Neuroscience tells us that a cluttered workspace can have a direct, negative impact on the amount of work that gets done by pulling the brain in different directions, inhibiting both creativity and productivity. I should probably find a drawer for my multicoloured Post-Its, and I haven’t the faintest as to how the painter’s tape got out here.
New paragraph, less stuff on desk. I think it’s working!
Aside from focus, the mind can often parrot the state of the environment; that is to say, chaos in the home, even organized chaos, can have an impact on our focus and mindset.
The space we live in should be comfortable – the creature comfort of familiarity, even with a mess, can be the norm for some – but does that make it okay to do? Within reason, yes, but adding clutter to the environment can have a lasting effect by making it harder to relax through a created sense of guilt: “I need to clean this.” It can also produce anxiety, especially as the work needed to alleviate the situation grows larger and further beyond your control.
Organizational psychology has shown us that in most environments in our lives, even classrooms, orderliness becomes a metric for an individual’s enjoyment of the space.
So what’s the answer, then?
It starts with self-discipline.

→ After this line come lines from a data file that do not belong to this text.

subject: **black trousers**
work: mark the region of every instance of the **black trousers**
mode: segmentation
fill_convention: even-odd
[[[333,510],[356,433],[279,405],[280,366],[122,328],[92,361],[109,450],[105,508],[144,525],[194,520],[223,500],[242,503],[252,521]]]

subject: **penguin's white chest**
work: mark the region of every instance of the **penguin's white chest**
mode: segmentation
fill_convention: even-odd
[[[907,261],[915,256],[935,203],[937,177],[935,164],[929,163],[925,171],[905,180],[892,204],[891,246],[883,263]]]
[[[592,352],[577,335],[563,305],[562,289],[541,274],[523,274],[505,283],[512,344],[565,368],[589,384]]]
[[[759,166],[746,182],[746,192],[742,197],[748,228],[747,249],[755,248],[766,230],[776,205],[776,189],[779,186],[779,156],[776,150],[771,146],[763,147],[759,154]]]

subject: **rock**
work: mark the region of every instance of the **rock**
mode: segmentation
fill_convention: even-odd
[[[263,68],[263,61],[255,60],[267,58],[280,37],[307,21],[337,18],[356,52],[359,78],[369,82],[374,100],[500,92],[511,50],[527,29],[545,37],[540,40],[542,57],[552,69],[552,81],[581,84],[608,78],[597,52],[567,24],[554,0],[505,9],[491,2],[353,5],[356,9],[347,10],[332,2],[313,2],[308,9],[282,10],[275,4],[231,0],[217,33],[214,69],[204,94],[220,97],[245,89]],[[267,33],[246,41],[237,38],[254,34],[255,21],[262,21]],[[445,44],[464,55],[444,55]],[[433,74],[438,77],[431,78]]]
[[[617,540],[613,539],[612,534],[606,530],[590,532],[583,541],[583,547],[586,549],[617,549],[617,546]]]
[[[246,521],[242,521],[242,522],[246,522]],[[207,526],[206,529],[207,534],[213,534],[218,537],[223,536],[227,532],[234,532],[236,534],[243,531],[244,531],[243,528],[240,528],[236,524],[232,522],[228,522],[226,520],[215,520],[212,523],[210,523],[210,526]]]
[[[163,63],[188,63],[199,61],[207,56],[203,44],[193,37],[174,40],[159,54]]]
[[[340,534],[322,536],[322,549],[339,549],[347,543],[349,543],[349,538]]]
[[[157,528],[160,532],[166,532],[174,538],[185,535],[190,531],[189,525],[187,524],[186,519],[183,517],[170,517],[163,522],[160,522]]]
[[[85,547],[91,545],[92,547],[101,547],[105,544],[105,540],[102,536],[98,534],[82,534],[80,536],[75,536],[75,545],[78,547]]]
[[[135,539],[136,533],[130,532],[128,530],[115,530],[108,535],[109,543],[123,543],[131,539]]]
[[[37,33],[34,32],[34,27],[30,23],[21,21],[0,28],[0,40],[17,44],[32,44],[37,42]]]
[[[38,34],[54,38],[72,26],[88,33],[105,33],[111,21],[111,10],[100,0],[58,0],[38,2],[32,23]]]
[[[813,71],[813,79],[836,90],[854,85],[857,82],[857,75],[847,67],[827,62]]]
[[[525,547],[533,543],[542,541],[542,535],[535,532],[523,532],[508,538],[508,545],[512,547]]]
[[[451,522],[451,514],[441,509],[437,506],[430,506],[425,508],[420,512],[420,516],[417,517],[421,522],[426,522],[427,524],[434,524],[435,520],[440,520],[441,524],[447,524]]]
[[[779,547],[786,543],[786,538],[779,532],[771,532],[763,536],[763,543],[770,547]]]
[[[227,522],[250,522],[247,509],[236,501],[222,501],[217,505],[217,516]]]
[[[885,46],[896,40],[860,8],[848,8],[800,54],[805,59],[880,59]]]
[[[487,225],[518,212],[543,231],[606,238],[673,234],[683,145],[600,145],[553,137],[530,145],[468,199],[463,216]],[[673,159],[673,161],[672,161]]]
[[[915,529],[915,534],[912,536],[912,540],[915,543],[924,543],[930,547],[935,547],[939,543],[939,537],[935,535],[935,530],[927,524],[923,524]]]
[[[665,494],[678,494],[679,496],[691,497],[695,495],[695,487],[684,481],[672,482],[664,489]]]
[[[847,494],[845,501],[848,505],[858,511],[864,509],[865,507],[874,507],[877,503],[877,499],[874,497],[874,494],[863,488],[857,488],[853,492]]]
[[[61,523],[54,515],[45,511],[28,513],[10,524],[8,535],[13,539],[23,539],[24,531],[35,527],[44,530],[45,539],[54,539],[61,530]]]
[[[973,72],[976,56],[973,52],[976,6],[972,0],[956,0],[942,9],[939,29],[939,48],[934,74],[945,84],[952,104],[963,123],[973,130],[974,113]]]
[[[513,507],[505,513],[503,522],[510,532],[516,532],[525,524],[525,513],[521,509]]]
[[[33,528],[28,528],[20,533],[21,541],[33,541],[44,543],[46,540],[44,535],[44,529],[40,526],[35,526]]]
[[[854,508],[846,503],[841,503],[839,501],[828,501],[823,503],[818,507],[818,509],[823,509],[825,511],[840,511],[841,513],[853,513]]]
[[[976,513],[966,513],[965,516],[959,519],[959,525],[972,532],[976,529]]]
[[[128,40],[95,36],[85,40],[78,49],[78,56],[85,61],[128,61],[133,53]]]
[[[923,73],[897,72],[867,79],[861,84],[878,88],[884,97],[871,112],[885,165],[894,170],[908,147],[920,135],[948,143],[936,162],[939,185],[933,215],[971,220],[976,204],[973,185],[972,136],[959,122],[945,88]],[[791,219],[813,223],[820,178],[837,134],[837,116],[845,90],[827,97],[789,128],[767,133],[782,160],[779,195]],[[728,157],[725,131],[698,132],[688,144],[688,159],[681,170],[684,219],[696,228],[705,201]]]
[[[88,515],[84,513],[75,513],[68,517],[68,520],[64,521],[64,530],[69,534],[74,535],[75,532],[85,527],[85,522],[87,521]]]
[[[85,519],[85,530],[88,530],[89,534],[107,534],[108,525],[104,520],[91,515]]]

We all crave structure, but it can be hard after a long day to maintain that structure. Done with that tea mug? Put it in the dishwasher, or give it a quick rinse in the sink. Take the extra minute and make the bed in the morning. In fact, if a task takes less than 5 minutes, get it done – see if that doesn’t improve your day! Alas, the problem can sometimes come back to time. Maybe you get home at 5, and have dinner plans at 6. Maybe you just want to spend the weekend kicking back, after a stressful stint at the office.